Conversely, no theory is so constrained that man can understand nothing, which would imply a total lack of overlap between the two meanings of reason. But at the more unconstrained end of the spectrum, the overlap between the two concepts is considered to be so great that to say that a reason exists is virtually to say that we can specify it. At the very least, our decision-making must proceed on the basis of those reasons which we can specify. But, at the more constrained end of the spectrum, knowledge and reasons unknown to any given individual must be brought to bear on many decisions, through social processes in which articulated rationality plays at best a subordinate role.
Classical and neo-classical economics, especially of the Austrian school, exemplify this constrained vision of systemic rationality, in which individual articulation means little. In an uncontrolled market, as seen in this vision, changing prices, wages, and interest rates adjust the economy to shifting demands, technological changes, and evolving skills- without any of the actors in th
is drama knowing or caring how his individual responses affect the whole.

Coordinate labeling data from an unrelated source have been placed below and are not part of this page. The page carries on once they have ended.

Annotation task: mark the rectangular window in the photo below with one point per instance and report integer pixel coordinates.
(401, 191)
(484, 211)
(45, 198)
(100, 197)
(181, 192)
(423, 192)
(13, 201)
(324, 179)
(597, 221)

It can be analyzed as a general process of interaction with its own characteristic patterns and results- otherwise there would be no Austrian economics- but cannot be specified in such concrete detail as to make it feasible for any individual or group to plan or control the actual process. The rationality in it is systemic, not individual- and such individual rationality as may exist is largely incidental, so that the much-vexed question as to just how rational man is has little relevance in this vision.48
A similar difference between individual and systemic rationality can be found in religious doctrines in which (1) the Deity is conceived to act directly to affect natural and human phenomena, versus (2) those in which a Providential systemic process makes life possible and beneficent without requiring Divine superintendence of details.49 What both the secular and the religious versions of systemic processes have in common is that the wisdom of the individual human actor is not the wisdom of the drama. Conversely, there are both secular and religious versions of individual rationality, the religious version being one in which the Deity directly decides on individual events, from daily weather changes to deaths of individuals. Fundamentalist religion is the most pervasive vision of central planning, though many fundamentalists may oppose human central planning as a usurpation or "playing God." This is consistent with the fundamentalist vision of an unconstrained God and a highly constrained man.